Making tax-exempt purchases

Registered vendors should use Form ST-121 to purchase utilities used or consumed directly and exclusively in the production of tangible personal property for sale. These purchases are exempt from both the New York state and local sales taxes.

Form ST-121 may also be used to purchase utilities used or consumed directly and exclusively in the production of gas, electricity, refrigeration, and steam for sale. These purchases are exempt from the New York state sales and use taxes and from local taxes outside New York City. However, these purchases are subject to New York City’s local sales tax rate when used or consumed in New York City.

Note: Form ST-121 cannot be used to purchase motor fuel and diesel motor fuel exempt from tax even if the fuel will be used in production activities. See Tax Bulletin Motor Fuel and Diesel Motor Fuel Used in Production (TB-ST-587) for more information.

Allocating utilities to compute the percentage of exempt use

Utilities must be used directly and exclusively (100%) in production to be exempt from tax. If a separate meter tracks utilities used directly and exclusively in production, the utilities can be purchased exempt from tax by issuing Form ST-121 to the utility supplier.

However, some types of utilities are normally received by a purchaser in bulk or in a continuous flow and may be used for both exempt (production) and taxable (lighting, heating, etc.) purposes. In these circumstances, the purchaser can either:

  • pay sales tax on the purchase of the utilities and use Form AU-11, Application for Credit or Refund of Sales or Use Tax, to apply for a credit or refund of sales tax paid on the portion of the utilities used for exempt purposes (see Tax Bulletin How to Apply for a Refund of Sales and Use Tax (TB-ST-350)); or
  • use Form ST-121 to purchase the utilities exempt from sales tax, provided the purchaser pays any state and local taxes due on the taxable portion of the utilities when filing its sales and use tax return (see Tax Bulletin Use Tax for Businesses (TB-ST-910)).

The purchaser must substantiate the amounts used for exempt and taxable purposes using alternative methods where direct, separate metering is not available. To substantiate its allocation, the purchaser may use an engineering survey or other formula to arrive at the amounts used in an exempt manner. Also, Appendix A of Publication 852, Sales Tax Information For: Manufacturers, Processors, Generators, Assemblers, Refiners, Miners and Extractors, and Other Producers of Goods and Merchandise, contains a formula for use in determining the amount of electricity used in production. (Note: No formulas have been developed by the Tax Department for other types of utility services.)

Farm production

The production exemption available for farm production is more expansive than the general production exemption. Utilities only have to be used predominantly (more than 50% of the time) - and not directly - in farm production to qualify for the exemption. See Tax Bulletin Exemptions for Farmers and Commercial Horse Boarding Operators (TB-ST-244) for more information.

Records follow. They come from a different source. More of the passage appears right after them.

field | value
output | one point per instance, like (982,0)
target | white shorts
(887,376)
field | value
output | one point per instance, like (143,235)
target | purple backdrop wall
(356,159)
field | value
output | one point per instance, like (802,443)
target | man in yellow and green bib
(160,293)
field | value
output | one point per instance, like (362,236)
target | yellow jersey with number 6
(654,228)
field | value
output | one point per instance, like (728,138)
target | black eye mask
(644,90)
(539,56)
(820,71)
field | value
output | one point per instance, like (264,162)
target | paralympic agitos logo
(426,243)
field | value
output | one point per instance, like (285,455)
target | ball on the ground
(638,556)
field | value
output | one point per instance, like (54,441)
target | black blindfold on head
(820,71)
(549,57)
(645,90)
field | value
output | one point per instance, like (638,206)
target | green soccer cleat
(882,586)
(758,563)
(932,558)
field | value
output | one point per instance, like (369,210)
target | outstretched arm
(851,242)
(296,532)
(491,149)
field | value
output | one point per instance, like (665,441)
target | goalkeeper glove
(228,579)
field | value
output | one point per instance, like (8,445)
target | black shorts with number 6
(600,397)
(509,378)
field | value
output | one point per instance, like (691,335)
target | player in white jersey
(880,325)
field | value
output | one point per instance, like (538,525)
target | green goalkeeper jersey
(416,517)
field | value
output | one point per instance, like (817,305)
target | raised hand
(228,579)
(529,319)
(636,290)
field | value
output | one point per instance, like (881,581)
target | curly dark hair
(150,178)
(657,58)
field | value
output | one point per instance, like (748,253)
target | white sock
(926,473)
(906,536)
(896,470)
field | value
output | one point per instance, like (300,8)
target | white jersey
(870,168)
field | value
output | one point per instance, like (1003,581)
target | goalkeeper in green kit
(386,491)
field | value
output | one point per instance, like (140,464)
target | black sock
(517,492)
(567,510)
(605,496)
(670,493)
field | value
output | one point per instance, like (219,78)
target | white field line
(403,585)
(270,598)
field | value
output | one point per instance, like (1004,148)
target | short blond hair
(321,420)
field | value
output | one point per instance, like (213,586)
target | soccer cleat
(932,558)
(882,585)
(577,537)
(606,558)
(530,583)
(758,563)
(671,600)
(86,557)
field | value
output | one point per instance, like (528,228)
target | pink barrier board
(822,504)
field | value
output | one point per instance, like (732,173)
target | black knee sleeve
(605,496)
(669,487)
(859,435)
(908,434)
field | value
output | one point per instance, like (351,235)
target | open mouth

1 This bulletin does not address purchases of motor fuel and diesel motor fuel. Please see Tax Bulletin Motor Fuel and Diesel Motor Fuel Used in Production (TB-ST-587) for information on the production exemption for purchases of motor fuel and diesel motor fuel.

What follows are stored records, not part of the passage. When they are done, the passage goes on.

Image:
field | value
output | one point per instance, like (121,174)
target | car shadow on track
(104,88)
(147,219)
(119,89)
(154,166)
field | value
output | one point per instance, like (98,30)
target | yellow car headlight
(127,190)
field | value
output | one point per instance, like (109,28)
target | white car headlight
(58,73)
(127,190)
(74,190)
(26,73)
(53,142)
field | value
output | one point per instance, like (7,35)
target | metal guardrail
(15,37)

2 Utilities used for heating and cooling will qualify for the exemption only if it can be shown that they are used exclusively to create certain conditions that are necessary for production. General heating and cooling maintained in the range for employee comfort, or for dual purposes, does not qualify for the exemption.

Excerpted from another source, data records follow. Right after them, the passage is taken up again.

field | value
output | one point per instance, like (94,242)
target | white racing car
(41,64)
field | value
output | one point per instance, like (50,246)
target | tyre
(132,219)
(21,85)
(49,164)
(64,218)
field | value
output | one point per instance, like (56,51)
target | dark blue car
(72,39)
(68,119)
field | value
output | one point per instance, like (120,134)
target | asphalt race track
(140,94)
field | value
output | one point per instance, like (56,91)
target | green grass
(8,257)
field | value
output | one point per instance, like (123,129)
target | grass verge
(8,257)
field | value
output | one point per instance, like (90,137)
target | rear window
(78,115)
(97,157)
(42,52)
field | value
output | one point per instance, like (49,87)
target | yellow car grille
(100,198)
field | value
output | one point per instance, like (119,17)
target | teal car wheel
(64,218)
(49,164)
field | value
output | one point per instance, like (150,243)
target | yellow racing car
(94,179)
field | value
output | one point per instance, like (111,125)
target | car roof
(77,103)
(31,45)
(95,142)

Note: A Tax Bulletin is an informational document designed to provide general guidance in simplified language on a topic of interest to taxpayers. It is accurate as of the date issued. However, taxpayers should be aware that subsequent changes in the Tax Law or its interpretation may affect the accuracy of a Tax Bulletin. The information provided in this document does not cover every situation and is not intended to replace the law or change its meaning.